First, the Twitter Revolution — coined by protesters organizing themselves on the streets via Tweets — was criticized and renamed the Twitter Devolution. Now, Haystack’s needle has been found.

By mid-September 2010, Heap told the BBC: “all functional copies of the software had now been withdrawn.” Today the official Haystack website says: “We have halted ongoing testing of Haystack in Iran pending a security review. If you have a copy of the test program, please refrain from using it.”

After examining a copy of Haystack, skeptic and tech blogger Evgeny Morozov and Tor’s chief advocate Jacob Appelbaum, have not been shy in debunking the software as unsafe.

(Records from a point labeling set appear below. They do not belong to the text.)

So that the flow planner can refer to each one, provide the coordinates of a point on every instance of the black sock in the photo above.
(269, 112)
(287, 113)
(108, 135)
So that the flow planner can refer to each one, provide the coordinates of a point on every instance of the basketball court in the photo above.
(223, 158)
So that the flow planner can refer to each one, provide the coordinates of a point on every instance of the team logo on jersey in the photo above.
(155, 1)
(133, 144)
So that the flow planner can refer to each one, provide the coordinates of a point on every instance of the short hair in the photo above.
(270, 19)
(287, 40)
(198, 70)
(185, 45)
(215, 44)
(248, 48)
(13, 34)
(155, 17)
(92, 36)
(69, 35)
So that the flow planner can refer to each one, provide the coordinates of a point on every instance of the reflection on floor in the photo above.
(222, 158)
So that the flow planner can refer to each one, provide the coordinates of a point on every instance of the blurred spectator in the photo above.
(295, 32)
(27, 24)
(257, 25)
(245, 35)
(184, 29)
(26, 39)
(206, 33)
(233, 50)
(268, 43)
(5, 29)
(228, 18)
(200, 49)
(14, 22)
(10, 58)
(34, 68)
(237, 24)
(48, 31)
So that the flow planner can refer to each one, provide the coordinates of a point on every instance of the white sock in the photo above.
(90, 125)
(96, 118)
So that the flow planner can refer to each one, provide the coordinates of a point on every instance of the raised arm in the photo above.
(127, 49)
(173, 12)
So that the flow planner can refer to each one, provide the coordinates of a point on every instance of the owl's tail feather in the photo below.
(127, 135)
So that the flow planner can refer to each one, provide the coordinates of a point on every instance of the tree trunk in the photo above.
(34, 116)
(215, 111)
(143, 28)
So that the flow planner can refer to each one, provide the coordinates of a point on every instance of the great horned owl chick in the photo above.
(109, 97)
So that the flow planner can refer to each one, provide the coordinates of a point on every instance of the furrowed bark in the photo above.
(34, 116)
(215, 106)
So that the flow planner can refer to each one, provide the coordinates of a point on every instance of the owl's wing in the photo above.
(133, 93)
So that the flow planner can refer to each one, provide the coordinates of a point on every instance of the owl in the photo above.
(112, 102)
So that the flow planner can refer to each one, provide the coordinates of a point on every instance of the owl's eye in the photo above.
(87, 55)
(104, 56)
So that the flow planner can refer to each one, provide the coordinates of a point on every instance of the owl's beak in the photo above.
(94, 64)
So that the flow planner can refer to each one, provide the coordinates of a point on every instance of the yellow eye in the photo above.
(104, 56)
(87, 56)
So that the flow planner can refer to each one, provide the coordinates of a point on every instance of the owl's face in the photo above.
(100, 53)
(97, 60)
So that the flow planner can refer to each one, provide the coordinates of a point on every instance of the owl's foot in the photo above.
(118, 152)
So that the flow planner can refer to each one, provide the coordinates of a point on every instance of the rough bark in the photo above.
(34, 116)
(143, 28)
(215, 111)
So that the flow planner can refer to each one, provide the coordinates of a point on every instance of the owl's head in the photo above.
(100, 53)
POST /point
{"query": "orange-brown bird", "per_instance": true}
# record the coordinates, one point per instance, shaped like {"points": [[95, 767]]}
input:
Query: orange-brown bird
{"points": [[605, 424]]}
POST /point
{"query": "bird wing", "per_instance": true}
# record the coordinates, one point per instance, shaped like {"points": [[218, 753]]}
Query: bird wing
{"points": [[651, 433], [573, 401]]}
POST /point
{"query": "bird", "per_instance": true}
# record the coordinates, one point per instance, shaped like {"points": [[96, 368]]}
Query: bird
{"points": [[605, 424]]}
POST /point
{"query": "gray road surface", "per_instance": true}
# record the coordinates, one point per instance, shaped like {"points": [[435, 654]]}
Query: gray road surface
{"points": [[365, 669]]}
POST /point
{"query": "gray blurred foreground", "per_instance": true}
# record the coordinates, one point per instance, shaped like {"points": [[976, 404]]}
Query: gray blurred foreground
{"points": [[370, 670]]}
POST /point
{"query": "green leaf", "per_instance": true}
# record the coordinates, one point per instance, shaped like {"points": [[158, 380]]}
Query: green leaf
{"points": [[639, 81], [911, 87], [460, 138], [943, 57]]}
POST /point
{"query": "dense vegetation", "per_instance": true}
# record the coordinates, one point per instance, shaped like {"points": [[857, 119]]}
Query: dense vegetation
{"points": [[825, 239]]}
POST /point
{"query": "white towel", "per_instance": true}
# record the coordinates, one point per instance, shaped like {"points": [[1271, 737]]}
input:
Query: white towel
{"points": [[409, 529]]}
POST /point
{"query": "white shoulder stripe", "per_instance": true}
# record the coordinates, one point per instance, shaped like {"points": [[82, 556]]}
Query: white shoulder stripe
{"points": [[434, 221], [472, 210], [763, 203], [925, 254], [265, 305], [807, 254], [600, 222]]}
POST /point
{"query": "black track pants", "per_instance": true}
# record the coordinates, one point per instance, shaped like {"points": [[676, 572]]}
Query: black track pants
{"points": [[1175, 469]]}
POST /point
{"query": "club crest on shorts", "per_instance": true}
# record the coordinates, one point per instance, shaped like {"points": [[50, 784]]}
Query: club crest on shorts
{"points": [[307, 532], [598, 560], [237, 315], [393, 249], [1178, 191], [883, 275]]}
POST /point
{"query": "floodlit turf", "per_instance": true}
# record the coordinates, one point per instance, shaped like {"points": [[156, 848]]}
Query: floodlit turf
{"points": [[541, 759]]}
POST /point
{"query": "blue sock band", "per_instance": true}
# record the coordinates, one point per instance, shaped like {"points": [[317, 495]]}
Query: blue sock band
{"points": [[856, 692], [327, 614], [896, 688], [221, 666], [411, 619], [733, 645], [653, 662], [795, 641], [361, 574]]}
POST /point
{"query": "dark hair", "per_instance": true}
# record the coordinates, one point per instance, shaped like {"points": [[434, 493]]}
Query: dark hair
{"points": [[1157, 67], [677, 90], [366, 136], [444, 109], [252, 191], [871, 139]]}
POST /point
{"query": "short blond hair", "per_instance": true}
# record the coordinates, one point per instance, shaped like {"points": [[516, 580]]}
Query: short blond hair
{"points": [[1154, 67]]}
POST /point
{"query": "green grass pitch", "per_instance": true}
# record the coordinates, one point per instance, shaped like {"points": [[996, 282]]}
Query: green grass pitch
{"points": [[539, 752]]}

Posted via Twitter on 13 September 2010, according to security professional Appelbaum: “Haystack is the worst piece of software I have ever had the displeasure of ripping apart.” As a rebuttal to criticisms given by Morozoy, Heap voiced opinion in his blog post “Brain Dead Journalism.”

In his resignation email, Haystack developer Colascione admitted to both the immaturity of the software and his mistakes: “there was plenty of error on my part too, of course. I should never have allowed that damned “test” program to be distributed at all…” On his blog, Heap — saying he would step down from his CRC leadership position — also owned up to his wrongdoings: “…and there was a constant, draining race to meet expectations — expectations that, in retrospect, I created, sometimes without meaning to” But, Heap is keeping strong, refusing to give up his fight for the 30% of the world that suffers under strict censorship.

Heap told interviewer Brooke Gladstone, in an interview with On The Media in May 2010: “It’s always going to be a cat-and-mouse game…” Thus, in challenging the game, here’s some questions Appelbaum suggest the media should have asked before Haystack became a celebrity: “Do you have an open design that has been peer reviewed? Do you have a diverse set of users? Do you have a decentralized architecture or a centralized one that allows you to monitor everyone and everything that uses your tool? Does it make promises, like magically encrypting the Internet or making everything perfectly secure? Is it easy to update? Do you do security through obscurity? Do you say, oh, we can’t give you a copy of this because, well, that would be telling?”

Viva Iranians. Viva Free Speech. Viva Open-Networks. But first and foremost, in the name of technology and peaceful social change, Viva Online Safety For All!!!